Friday 12 July 2013

27 - The Caves of Androzani

Composer: Roger Limb
Director: Graeme Harper

What's the score?
This is the story that sees the return to DW of Roger Limb, although it's hard to believe he's the same Roger Limb who worked on Arc of Infinity and Terminus. Limb himself attributes the marked difference in his output to director Graeme Harper, who had strong ideas of his own on how The Caves of Androzani should sound and gave Limb very clear indications of what he wanted, something that John Black and Ron Jones apparently hadn't done.
Limb's familiar free-wheeling compositional style can be found here and there, but the sound palette is refreshingly different from what he's used before. The "angry wasp" synths have had their day. Also worth noting is the change in cue length across the story: Part One contains a lot of short cues, but as the story picks up steam the cues get longer, until in the final act of Part Four we're presented with a massive seven-minute piece.

Musical notes
  • A recurring motif in the score is the six-note phrase representing spectrox, the wonder drug of Androzani Minor. It's usually played in chimes and heard in scenes around the middle of the story, for instance when Sharaz Jek and the arms dealer Stotz are arguing over a trade of guns and spectrox. However, it's anticipated in a discreet tenor synth early in Part One when Peri steps into a raw spectrox nest; the same cue foreshadows the Doctor's demise in Part Four with a touch of the TARDIS' cloister bell, a familiar portent of doom.
  • The presence on-screen of Sharaz Jek - forced into hiding, dangerous and probably insane - is marked with a rattlesnake sound. This is one of the elements of the score Graeme Harper is known to have requested.
  • I mentioned under The King's Demons that this was the year the BBC Radiophonic Workshop got their hands on a synthesizer that could do a convincing snare drum sound. Limb makes liberal use of this new toy, with stumbling snare phrases throughout the story in action scenes, notably where Stotz' gun-runners are involved. There's a sustained snare roll at the end of Part One when the Doctor and Peri are apparently executed by firing squad; it's reprised in Part Four when Stotz guns down his own men after cutting a deal with Trau Morgus, so we might think of it as a "people are shot for Morgus' convenience" theme. 
  • The lengthy cue in Part Four that covers the Doctor's rescue of Peri and return to the surface of Androzani Minor is a slow, atmospheric piece punctuated by a thudding heartbeat. Somewhere around the midpoint, as the Doctor's own condition deteriorates and it becomes more of an ordeal for him to continue, the heartbeat becomes the tolling of the cloister bell, the TARDIS' warning alarm.

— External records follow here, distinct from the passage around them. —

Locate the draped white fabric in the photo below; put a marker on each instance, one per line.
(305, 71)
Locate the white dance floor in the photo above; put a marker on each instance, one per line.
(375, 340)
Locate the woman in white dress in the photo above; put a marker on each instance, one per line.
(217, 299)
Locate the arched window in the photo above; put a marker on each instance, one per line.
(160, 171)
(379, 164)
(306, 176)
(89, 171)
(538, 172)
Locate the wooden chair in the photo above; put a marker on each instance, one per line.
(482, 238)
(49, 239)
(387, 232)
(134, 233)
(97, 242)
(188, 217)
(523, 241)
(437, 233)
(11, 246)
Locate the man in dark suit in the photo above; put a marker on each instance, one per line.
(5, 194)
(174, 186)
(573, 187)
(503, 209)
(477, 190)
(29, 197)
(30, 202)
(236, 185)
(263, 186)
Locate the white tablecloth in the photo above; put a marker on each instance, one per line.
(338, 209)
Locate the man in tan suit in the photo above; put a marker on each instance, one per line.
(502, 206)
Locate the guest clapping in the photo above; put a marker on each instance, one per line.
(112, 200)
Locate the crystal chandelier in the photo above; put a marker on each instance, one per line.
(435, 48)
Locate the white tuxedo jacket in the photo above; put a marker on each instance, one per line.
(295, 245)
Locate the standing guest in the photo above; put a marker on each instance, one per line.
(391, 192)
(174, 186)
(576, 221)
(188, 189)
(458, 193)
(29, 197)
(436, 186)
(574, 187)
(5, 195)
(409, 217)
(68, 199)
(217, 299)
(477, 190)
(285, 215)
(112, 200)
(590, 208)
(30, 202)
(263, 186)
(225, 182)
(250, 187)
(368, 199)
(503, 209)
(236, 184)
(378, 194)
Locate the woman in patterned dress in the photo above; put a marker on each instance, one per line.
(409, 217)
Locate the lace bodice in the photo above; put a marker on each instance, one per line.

It's a nice, subtle way of reinforcing the gravity of his situation. 
  • An anxious penultimate cue leads into the final cue of the story, a high-pitched pulsing whine that escalates into a grinding upward synth crash as the Doctor regenerates. Graeme Harper famously asked Limb to deliver something that sounded like the end of the Beatles' "A Day in the Life". It may lack the tenderness of Paddy Kingsland's regeneration cue for Tom Baker's departure, but it's certainly intense.
  • Having served up this heart-stopping over-the-cliff moment, Limb remains silent during Colin Baker's first words as the Doctor. This is the right decision for several reasons: it gives the new Doctor centre stage; it means Limb doesn't tread on the toes of Malcolm Clarke, who will provide the score for Colin Baker's first full story as the Doctor; and it's hard to imagine any further musical cue steering clear of bathos after that regeneration crash.

Vox pop
Dramatic (melodramatic, even) but restrained when it needs to be, this score is a real quantum leap forward for Roger Limb. He maintains a melancholic feel throughout, but doesn't let the pace drag, as befits an action-filled story. It's a pulse-racing, spine-tingling score, as listenable in isolation as it is suited to the transmitted episodes; it could even be the best of the season.

Availability
  • A soundtrack CD for this story was released by Silva Screen Records in 2013.
  • The BBC DVD release includes the full isolated score as an audio option.
  • This is the last story to be represented by a suite of music on Doctor Who - The Music II.